The Federal Reserve announced Wednesday that it will continue to leave rates unchanged, after several months of higher-than-expected inflation. Savers may be left wondering what the latest Fed decision means for interest rates on deposit accounts, including certificates of deposit (CDs).

Yields on competitive CDs tend to move in lockstep with the federal funds rate, so savers may continue to reap the benefits of elevated APYs. “That will literally translate to money in the bank, so to speak, for those who opt for higher yields, which is highly recommended,” says Mark Hamrick, Bankrate senior economic analyst. “The Federal Reserve is essentially doing savers a favor by opting for higher rates in the coming months.”

Locking in a high annual percentage yield (APY) on a CD now means you’ll earn that same rate throughout the entire term, even if APYs on new CDs drop. Bankrate’s table below shows top CD yields across terms from three months to five years.

Today's top CD rates by term

CD term Institution offering top APY Highest APY National average APY Estimated earnings on $5,000 with top APY
3-month Popular Direct 5.30% 1.21% $65
6-month Popular Direct 5.30% 1.67% $131
9-month Forbright Bank 5.30% N/A $197
1-year CIBC Bank USA 5.36% 1.74% $268
18-month First Internet Bank of Indiana 5.04% 1.80% $383
2-year First Internet Bank of Indiana 4.82% 1.51% $494
3-year First Internet Bank of Indiana 4.66% 1.40% $732
4-year First Internet Bank of Indiana 4.50% 1.47% $963
5-year First Internet Bank of Indiana 4.55% 1.41% $1,246

Note: Annual percentage yields (APYs) shown are as of May 2, 2024. APYs for some products may vary by region.

N/A: Not available; Bankrate doesn’t track national averages for the 9-month CD term due to limited available data. Estimated earnings are based on the highest APYs and assume interest is compounded annually.


What did the Federal Reserve do with rates this week?

The Fed chose to hold rates steady on May 1, which marked the sixth rate-setting meeting that rates were left untouched. Rates stand at a 23-year high, and the Fed has kept them unchanged recently due to stubborn inflation. After this week’s meeting, the next Fed meeting is scheduled for June 11-12.

What the current rate environment means for CDs

In 2022 and 2023, the Federal Reserve raised its benchmark interest rate a total of 11 times, bringing its current target range to a 23-year high of 5.25-5.50 percent. However, the Fed has left rates unchanged for five straight meetings, due to inflation not slowing as quickly as it has in the past.
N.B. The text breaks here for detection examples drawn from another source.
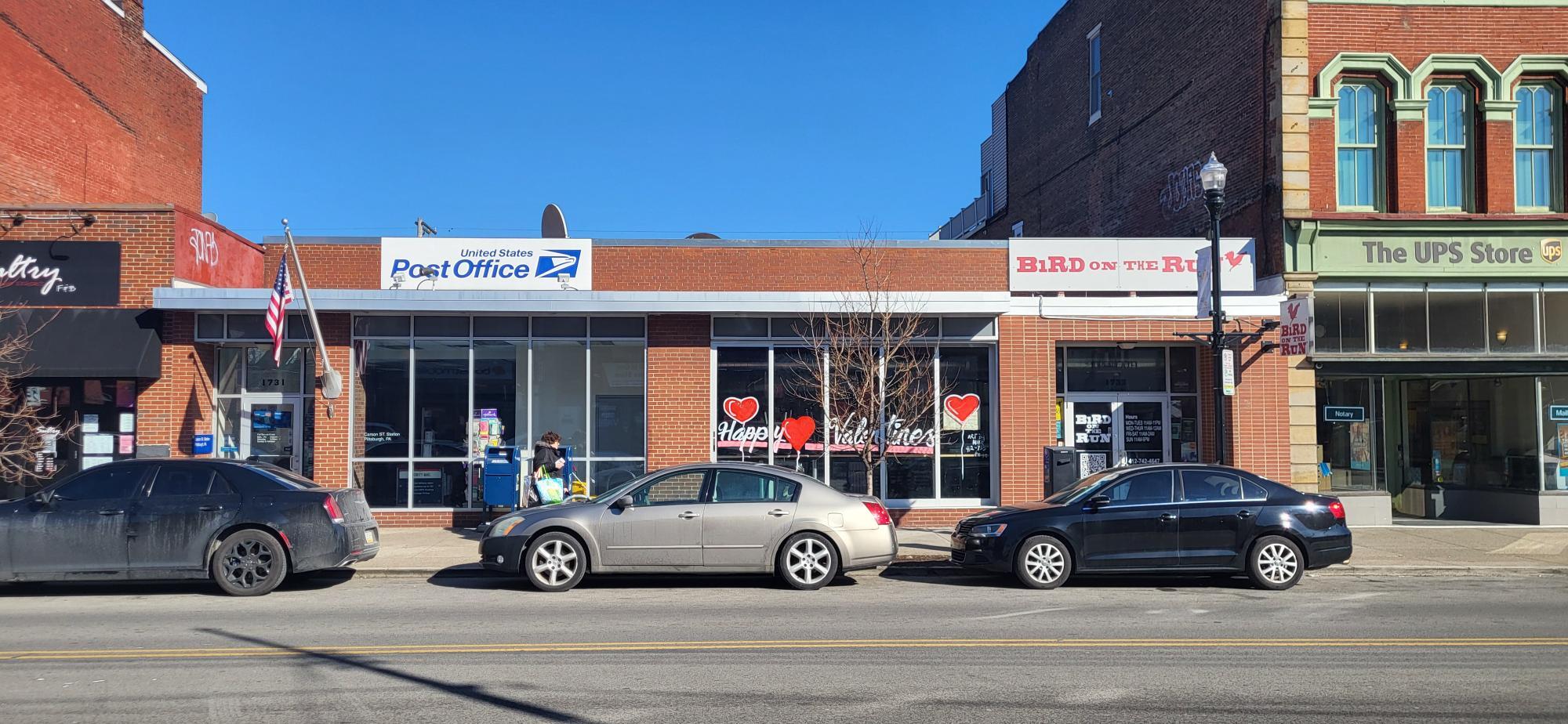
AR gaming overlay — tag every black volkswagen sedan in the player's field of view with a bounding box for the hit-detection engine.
[0,459,381,595]
[952,464,1350,591]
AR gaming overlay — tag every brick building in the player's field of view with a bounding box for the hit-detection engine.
[0,0,262,492]
[933,0,1568,522]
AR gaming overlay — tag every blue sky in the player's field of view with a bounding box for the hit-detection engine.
[147,0,1062,240]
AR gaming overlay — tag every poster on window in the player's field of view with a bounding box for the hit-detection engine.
[1350,422,1372,470]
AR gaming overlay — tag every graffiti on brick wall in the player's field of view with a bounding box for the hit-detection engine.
[1160,158,1203,215]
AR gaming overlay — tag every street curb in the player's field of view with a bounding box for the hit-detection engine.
[353,556,1568,578]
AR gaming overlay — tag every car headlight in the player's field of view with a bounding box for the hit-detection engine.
[491,517,522,536]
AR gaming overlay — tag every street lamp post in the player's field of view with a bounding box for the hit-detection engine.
[1198,152,1226,465]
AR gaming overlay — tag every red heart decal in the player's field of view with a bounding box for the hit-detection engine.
[724,396,757,425]
[779,417,817,451]
[942,392,980,423]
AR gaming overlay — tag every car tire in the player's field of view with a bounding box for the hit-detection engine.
[522,531,588,594]
[1247,536,1306,591]
[1013,536,1073,591]
[773,533,839,591]
[207,528,289,595]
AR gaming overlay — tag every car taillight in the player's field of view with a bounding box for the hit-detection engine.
[321,495,343,523]
[862,500,892,525]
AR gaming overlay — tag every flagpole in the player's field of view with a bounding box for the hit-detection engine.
[282,219,343,400]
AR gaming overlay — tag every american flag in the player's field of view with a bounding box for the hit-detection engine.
[267,257,293,365]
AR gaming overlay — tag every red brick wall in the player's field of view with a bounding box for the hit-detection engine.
[977,0,1283,274]
[1308,3,1568,218]
[0,0,202,210]
[648,315,713,470]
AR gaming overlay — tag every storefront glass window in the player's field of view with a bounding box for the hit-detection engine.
[1372,291,1427,354]
[1541,290,1568,353]
[1541,376,1568,491]
[1486,291,1535,354]
[1427,290,1486,354]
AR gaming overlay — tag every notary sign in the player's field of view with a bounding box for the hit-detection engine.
[381,237,593,291]
[1007,238,1256,293]
[1279,296,1316,357]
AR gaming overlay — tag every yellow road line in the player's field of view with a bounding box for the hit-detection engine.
[0,638,1568,661]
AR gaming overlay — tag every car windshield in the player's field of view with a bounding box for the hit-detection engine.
[1046,470,1120,503]
[249,462,321,491]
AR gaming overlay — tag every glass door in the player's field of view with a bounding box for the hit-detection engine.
[240,400,299,472]
[1066,395,1170,475]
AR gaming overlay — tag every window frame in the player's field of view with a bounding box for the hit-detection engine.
[1083,24,1105,125]
[1513,80,1563,213]
[1334,78,1388,212]
[1422,80,1477,213]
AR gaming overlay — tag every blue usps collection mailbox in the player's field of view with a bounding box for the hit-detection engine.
[485,447,522,508]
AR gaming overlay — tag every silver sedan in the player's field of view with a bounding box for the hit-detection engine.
[480,462,898,591]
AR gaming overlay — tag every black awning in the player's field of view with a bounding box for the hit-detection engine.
[0,309,163,379]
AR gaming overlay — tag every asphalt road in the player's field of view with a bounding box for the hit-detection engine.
[0,572,1568,724]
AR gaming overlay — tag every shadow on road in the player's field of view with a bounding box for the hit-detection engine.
[426,566,867,594]
[0,569,354,599]
[196,628,590,722]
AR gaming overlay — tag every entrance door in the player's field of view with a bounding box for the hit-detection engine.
[240,400,301,472]
[1065,395,1170,475]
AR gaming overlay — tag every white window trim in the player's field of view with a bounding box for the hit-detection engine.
[1334,78,1388,213]
[1421,80,1479,213]
[1510,80,1563,213]
[1083,24,1105,125]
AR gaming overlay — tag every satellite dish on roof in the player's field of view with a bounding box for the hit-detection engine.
[539,204,571,238]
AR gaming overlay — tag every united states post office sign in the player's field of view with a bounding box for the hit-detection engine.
[381,237,593,291]
[1007,238,1258,293]
[0,241,119,307]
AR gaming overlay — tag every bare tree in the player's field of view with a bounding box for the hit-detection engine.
[786,230,938,494]
[0,309,75,492]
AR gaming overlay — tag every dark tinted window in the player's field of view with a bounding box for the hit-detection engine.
[1181,470,1242,501]
[55,465,147,500]
[1099,470,1176,505]
[713,470,800,503]
[147,465,212,498]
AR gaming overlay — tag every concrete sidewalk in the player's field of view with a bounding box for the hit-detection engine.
[356,525,1568,575]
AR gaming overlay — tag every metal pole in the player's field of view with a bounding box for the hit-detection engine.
[1204,188,1225,465]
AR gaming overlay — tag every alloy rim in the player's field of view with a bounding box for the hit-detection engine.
[787,538,833,585]
[223,539,273,589]
[1258,544,1297,583]
[533,541,577,586]
[1024,544,1068,583]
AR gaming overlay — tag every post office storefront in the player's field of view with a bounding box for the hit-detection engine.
[1309,223,1568,523]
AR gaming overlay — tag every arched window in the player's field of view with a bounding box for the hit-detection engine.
[1513,83,1563,212]
[1334,81,1383,212]
[1427,83,1472,212]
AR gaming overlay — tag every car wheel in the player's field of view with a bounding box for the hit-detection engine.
[209,530,289,595]
[1013,536,1073,589]
[775,533,839,591]
[1247,536,1306,591]
[522,531,588,592]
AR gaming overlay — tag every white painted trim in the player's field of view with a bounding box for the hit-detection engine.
[142,30,207,94]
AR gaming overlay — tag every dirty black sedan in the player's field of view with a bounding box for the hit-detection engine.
[952,464,1350,591]
[0,459,381,595]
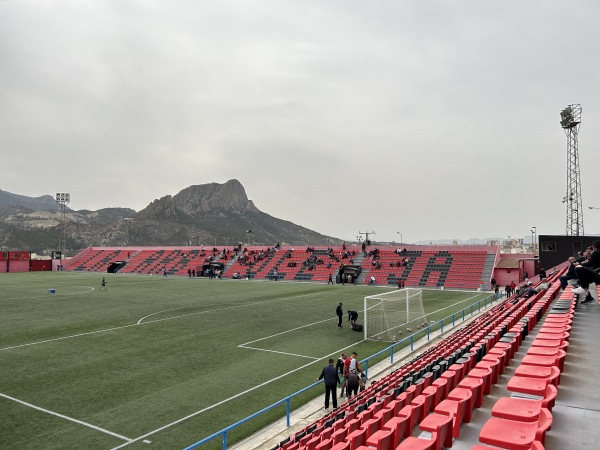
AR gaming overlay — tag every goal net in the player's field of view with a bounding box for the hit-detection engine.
[364,288,427,342]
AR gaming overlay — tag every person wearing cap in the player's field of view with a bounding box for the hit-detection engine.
[335,302,344,328]
[573,240,600,303]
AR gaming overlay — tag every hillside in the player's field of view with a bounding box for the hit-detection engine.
[0,180,341,254]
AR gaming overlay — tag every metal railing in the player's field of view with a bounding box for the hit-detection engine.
[185,293,503,450]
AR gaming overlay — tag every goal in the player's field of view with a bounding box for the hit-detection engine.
[364,288,427,342]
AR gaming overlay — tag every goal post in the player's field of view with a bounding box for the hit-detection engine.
[364,288,427,342]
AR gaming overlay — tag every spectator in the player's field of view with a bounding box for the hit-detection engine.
[558,256,577,291]
[348,311,358,327]
[319,358,340,411]
[335,302,344,328]
[539,267,548,280]
[335,353,348,397]
[573,240,600,303]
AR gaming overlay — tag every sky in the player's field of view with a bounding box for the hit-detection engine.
[0,0,600,243]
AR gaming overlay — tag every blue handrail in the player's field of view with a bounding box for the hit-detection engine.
[185,293,503,450]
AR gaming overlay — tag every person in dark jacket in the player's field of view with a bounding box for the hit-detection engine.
[573,240,600,303]
[558,256,577,291]
[335,302,344,327]
[319,358,340,411]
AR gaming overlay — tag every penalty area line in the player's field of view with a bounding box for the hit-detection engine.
[238,345,322,361]
[111,339,364,450]
[0,393,133,442]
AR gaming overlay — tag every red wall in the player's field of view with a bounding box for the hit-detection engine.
[30,259,52,272]
[8,261,29,272]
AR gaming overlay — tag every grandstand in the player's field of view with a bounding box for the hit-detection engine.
[0,246,600,450]
[65,246,500,290]
[227,269,600,450]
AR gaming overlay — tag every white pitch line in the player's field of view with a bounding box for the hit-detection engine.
[238,345,321,361]
[238,317,337,347]
[111,339,364,450]
[0,292,320,351]
[137,292,321,325]
[0,393,133,442]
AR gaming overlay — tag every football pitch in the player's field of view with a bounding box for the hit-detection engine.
[0,272,488,449]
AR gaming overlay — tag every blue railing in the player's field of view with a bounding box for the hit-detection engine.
[185,293,503,450]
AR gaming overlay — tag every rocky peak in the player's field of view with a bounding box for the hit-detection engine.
[138,195,177,218]
[173,180,258,216]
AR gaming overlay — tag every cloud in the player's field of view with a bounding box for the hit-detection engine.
[0,0,600,242]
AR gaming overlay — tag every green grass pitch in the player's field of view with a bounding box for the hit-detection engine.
[0,273,492,449]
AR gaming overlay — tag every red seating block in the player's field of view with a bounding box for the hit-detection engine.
[458,377,483,408]
[492,397,543,422]
[361,418,381,436]
[346,428,367,450]
[515,364,560,387]
[419,413,453,450]
[446,388,473,423]
[479,408,552,450]
[467,367,492,395]
[398,405,418,437]
[383,416,412,445]
[330,442,350,450]
[435,399,467,438]
[315,439,333,450]
[367,430,396,450]
[396,433,438,450]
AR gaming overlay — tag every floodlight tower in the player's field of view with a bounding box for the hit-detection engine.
[56,193,71,258]
[358,231,376,245]
[560,104,584,236]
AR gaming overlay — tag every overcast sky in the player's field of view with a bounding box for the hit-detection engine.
[0,0,600,242]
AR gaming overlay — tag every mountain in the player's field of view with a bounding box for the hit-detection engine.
[0,180,341,254]
[0,189,66,211]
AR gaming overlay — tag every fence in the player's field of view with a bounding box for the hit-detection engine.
[185,294,503,450]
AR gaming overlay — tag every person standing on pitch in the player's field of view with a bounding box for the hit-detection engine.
[335,302,344,328]
[319,358,340,412]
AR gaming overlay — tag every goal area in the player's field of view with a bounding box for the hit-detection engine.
[364,288,427,342]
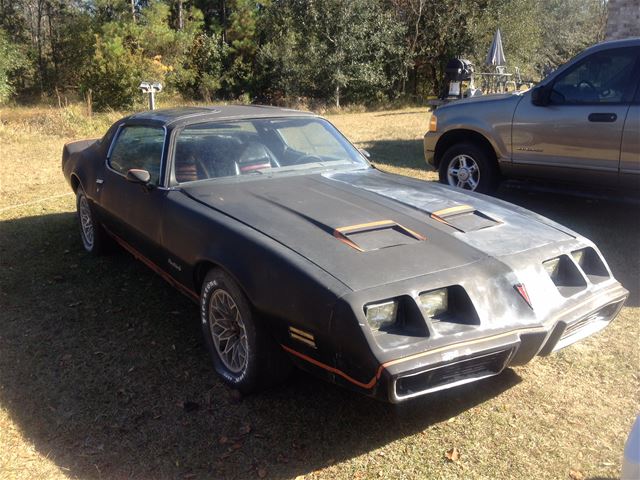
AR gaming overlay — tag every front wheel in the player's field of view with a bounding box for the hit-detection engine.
[439,143,499,193]
[200,269,290,393]
[76,187,108,255]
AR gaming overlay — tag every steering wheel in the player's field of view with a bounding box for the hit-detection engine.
[578,80,596,92]
[296,154,323,164]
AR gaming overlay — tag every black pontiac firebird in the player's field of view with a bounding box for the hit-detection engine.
[62,106,628,402]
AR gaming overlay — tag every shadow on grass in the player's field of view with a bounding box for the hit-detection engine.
[365,140,427,170]
[0,213,520,479]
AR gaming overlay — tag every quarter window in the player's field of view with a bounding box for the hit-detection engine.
[109,126,164,184]
[551,48,637,105]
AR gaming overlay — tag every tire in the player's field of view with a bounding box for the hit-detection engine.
[438,143,500,193]
[76,187,109,255]
[200,269,291,394]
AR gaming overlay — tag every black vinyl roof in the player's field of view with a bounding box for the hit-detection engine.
[128,105,315,125]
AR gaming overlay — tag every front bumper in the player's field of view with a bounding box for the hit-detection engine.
[370,284,628,403]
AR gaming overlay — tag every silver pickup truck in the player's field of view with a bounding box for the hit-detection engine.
[424,38,640,193]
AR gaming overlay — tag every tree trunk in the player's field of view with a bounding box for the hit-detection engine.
[178,0,184,30]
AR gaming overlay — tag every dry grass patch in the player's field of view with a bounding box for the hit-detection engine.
[0,103,640,480]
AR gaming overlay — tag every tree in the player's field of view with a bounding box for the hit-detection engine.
[259,0,404,107]
[0,28,25,104]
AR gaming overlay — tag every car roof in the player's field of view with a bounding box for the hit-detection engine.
[127,105,316,126]
[585,37,640,53]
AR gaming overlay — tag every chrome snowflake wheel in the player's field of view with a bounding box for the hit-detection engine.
[447,154,480,190]
[209,290,249,374]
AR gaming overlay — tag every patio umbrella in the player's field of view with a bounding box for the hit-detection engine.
[485,29,507,66]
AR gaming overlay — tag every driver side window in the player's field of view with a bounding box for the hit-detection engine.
[550,48,637,105]
[109,126,164,185]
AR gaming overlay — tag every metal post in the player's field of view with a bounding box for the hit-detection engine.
[138,82,162,110]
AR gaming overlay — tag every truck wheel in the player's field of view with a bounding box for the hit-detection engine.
[200,269,291,393]
[439,143,499,193]
[76,187,109,255]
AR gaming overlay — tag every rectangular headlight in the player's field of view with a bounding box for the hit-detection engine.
[364,300,398,330]
[420,288,449,318]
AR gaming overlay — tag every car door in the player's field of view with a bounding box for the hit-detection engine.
[512,47,638,186]
[620,80,640,188]
[98,125,167,264]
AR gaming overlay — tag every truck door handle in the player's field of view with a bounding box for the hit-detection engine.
[589,113,618,122]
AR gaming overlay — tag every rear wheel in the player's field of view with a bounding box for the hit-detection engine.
[200,269,291,393]
[76,187,109,255]
[439,143,499,193]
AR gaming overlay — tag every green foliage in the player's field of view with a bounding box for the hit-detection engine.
[259,0,404,106]
[172,33,226,102]
[0,0,607,105]
[0,29,26,104]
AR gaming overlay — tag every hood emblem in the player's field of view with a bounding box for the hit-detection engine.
[513,283,533,310]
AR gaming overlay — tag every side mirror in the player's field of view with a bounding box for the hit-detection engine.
[126,168,151,186]
[531,85,551,107]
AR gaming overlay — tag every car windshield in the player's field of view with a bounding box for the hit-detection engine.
[174,118,368,183]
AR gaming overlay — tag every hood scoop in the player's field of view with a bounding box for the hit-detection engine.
[333,220,427,252]
[431,205,502,233]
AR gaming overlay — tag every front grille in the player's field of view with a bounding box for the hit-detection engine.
[396,349,512,398]
[560,302,622,340]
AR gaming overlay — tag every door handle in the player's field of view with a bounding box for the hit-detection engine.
[589,113,618,122]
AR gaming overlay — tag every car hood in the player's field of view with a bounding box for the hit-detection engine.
[182,169,575,290]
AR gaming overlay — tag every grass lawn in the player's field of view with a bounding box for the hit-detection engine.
[0,103,640,480]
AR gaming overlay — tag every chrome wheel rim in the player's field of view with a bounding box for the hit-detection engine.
[209,290,249,374]
[447,154,480,190]
[78,195,93,250]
Yields on competitive savings accounts and CDs tend to move in lockstep with the Fed’s interest rate moves. As such, many banks increase their yields when the Fed raises rates, and they lower yields when the federal funds rate drops. While the Fed has held rates steady since July 2023, top CD APYs ended up peaking in late 2023 and have since been decreasing gradually.

Is it still a good time to open a CD? “Even though CD yields have pulled back a bit, you’re still able to lock in yields that are well in excess of inflation and do so for multiple years,” says Greg McBride, CFA, Bankrate’s chief financial analyst. “The declines will likely accelerate as we get closer to the Fed beginning to cut interest rates, so there is no sense in waiting.”


Research methodology

Bankrate calculates and reports the national average APYs for various CD terms. Factored into national average rates are the competitive APYs commonly offered by online banks, along with the very low rates often found at large brick-and-mortar banks.

In June 2023, Bankrate updated its methodology that determines the national average CD rates. For the process, more than 500 banks and credit unions are now surveyed each week to generate the national averages. Among these institutions are those that are broadly available and offer high yields, as well as some of the nation’s largest banks.